A commentary by Frank Heisel, CEO of RISK IDENT
While the Chinese lunar calendar proclaims 2026 to be the ‘Year of the Goat,’ promising attributes such as justice and good nature, security experts paint a very different picture. The current forecast from RISK IDENT is clear: 2026 will be the year of the fraudster.
A dangerous combination of advanced artificial intelligence, increasing automation and a weakening global economy is creating new threat scenarios.
AI and automation as accelerants
Artificial intelligence has long since left the experimental phase behind. We are seeing an era in which websites can be faked to look deceptively real within minutes and phishing messages no longer contain any spelling mistakes. The threat goes far beyond optimised texts: autonomous AI agents operate independently in dating networks, deep fakes are established in blackmail scenarios and new ‘shopping agents’ are creating gateways that have hardly been analysed to date.
At the same time, processes in companies are being massively automated to reduce costs. The fact that these smooth processes often offer security gaps is often only noticed when damage occurs – as was recently the case with the onboarding processes of charging station providers.
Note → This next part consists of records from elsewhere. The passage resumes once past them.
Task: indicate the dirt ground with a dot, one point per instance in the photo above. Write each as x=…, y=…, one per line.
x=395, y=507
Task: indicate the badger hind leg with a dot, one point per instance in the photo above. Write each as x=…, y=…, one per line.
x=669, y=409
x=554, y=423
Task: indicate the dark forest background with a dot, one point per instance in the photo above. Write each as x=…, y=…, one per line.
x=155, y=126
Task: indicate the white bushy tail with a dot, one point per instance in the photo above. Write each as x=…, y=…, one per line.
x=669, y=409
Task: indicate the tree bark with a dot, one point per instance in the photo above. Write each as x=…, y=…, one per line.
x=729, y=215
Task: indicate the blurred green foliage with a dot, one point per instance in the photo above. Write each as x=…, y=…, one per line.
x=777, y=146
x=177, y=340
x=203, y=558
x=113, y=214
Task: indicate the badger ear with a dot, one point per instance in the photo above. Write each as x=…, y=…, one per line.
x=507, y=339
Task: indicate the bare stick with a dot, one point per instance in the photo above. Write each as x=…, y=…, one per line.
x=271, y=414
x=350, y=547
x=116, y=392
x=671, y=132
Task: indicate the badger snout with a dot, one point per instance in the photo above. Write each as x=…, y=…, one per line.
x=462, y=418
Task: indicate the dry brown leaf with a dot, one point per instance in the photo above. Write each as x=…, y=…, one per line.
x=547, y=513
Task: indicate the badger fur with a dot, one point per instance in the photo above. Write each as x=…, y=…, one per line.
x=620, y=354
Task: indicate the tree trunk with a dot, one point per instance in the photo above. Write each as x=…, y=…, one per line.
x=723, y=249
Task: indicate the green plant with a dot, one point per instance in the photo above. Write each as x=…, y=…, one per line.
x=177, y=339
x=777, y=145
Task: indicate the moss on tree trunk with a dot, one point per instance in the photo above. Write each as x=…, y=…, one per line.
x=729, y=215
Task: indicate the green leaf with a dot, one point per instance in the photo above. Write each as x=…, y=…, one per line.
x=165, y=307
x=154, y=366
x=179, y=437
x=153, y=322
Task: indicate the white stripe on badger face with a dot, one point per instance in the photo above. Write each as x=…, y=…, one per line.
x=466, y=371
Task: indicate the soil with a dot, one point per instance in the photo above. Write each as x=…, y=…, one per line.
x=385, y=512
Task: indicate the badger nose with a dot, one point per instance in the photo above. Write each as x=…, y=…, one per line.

Real-time payments play into the hands of fraudsters
A critical driver for 2026 is payment transactions. Since October, real-time payments have been possible throughout Europe. What is convenient for consumers plays into the hands of fraudsters. Funds can be moved across national borders in a matter of seconds. This makes recalls and prosecution extremely difficult. Effective security measures for this are not expected to take effect until 2027.
As accounts in real names are becoming more expensive due to the new verification of payee process, the focus is shifting to people. Fraudsters are specifically recruiting private individuals – often young adults with little risk awareness – as ‘money mules’ or financial agents. The involvement of insiders is also on the rise, and many complex attacks suggest internal knowledge.
Organised crime is becoming more professional
It is no news that organised crime drives fraud. What is striking, however, are the new dimensions and technical sophistication of current cases.
Impressive evidence of this new quality can be found, for example, in the payment fraud involving micro-payments uncovered this year, which caused total damages of over 300 million euros. Or the technically highly complex relay fraud cases. The widespread use of fraudulent charging cards also shows how quickly gaps in new systems are being exploited professionally. This is supported by ‘crime-as-a-service’ structures, where fraudsters can simply purchase services and support.
Cooperation as the key to defence
To effectively counter this trend, companies must integrate fraud prevention as a critical element when planning new business models. However, individual technical measures are no longer sufficient. The most effective countermeasures lie in overarching cooperation and the consistent exchange of information. When companies share data on fraudulently used resources such as devices or identities, they make these critical resources scarce and hit the perpetrators where it hurts most – their business case. Data pools for the exchange of fraudulently used resources are long overdue in e-commerce, and politicians must open up clear, legally regulated opportunities in this area.
Equally crucial is the exchange of information about attack patterns within an industry in order to identify anomalies at an early stage and combat them collectively.
Germany in a balancing act
The AI Act and keeping pace with AI development, data protection and the necessary exchange for prevention, cost savings with increased identity requirements, optimised payment orchestration, Wero as a new scheme to be established and agentic commerce – these are just some of the areas of tension. There is no clear vision for dealing with fraud,
In the long term, there is no way around a national anti-fraud strategy, such as those already proving successful in countries like the United Kingdom and Australia.